Journal of Food Protection ◽

10.4315/0362-028x-67.11.2424 ◽

2004 ◽

Vol 67 (11) ◽

pp. 2424-2429 ◽

Cited By ~ 38

Author(s):

G. E. KAUFMAN ◽

G. M. BLACKSTONE ◽

M. C. L. VICKERY ◽

A. K. BEJ ◽

J. BOWERS ◽

...

Keyword(s):

Real Time ◽

Real Time Pcr ◽

Vibrio Parahaemolyticus ◽

Pcr Amplification ◽

Oyster Tissue ◽

Pcr Assay ◽

Colony Hybridization ◽

The Real ◽

Mantle Fluid ◽

June July

This study examined the relationship between levels of total Vibrio parahaemolyticus found in oyster tissues and mantle fluid with the goal of using mantle fluid as a template matrix in a new quantitative real-time PCR assay targeting the thermolabile hemolysin (tlh) gene for the enumeration of total V. parahaemolyticus in oysters. Oysters were collected near Mobile Bay, Ala., in June, July, and September and tested immediately after collection and storage at 26°C for 24 h. Initial experiments using DNA colony hybridization targeting tlh demonstrated that natural V. parahaemolyticus levels in the mantle fluid of individual oysters were strongly correlated (r = 0.85, P < 0.05) with the levels found in their tissues. When known quantities of cultured V. parahaemolyticus cells were added to real-time PCR reactions that contained mantle fluid and oyster tissue matrices separately pooled from multiple oysters, a strong linear correlation was observed between the real-time PCR cycle threshold and the log concentration of cells inoculated into each PCR reaction (mantle fluid: r = 0.98, P < 0.05; and oyster: r = 0.99, P < 0.05). However, the mantle fluid exhibited less inhibition of the PCR amplification than the homogenized oyster tissue. Analysis of natural V. parahaemolyticus populations in mantle fluids using both colony hybridization and real-time PCR demonstrated a significant (P < 0.05) but reduced correlation (r =−0.48) between the two methods.
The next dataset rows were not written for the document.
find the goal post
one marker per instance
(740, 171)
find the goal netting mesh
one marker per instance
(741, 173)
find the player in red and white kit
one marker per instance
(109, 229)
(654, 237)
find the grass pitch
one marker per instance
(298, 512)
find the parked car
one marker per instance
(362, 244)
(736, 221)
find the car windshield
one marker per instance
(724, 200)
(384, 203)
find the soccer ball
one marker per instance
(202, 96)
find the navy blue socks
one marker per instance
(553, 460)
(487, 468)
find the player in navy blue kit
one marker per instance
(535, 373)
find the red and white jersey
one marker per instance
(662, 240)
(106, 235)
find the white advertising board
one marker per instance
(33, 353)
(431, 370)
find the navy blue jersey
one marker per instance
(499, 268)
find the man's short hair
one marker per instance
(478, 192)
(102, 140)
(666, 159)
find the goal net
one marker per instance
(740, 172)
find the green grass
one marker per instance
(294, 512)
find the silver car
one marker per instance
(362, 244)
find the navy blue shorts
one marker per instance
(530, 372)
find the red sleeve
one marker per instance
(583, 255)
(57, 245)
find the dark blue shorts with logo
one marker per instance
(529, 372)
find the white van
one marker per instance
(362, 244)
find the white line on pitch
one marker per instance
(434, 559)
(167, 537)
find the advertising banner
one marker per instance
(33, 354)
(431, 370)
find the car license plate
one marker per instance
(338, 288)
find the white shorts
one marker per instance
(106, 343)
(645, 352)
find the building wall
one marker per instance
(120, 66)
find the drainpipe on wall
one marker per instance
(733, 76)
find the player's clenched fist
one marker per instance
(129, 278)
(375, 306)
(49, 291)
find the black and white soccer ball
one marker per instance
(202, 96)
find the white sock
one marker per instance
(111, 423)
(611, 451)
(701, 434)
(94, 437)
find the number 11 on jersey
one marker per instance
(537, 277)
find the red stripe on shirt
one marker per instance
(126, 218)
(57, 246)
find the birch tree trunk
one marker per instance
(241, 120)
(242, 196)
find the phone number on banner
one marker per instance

Reductions in the efficiency of the real-time PCR that resulted from low population densities of V. parahaemolyticus and PCR inhibitors present in the mantle fluid of some oysters (with significant oyster-to-oyster variation) contributed to the reduction in correlation between the methods that was observed when testing natural V. parahaemolyticus populations. The V. parahaemolyticus–specific real-time PCR assay used for this study could estimate elevated V. parahaemolyticus levels in oyster mantle fluid within 1 h from sampling time.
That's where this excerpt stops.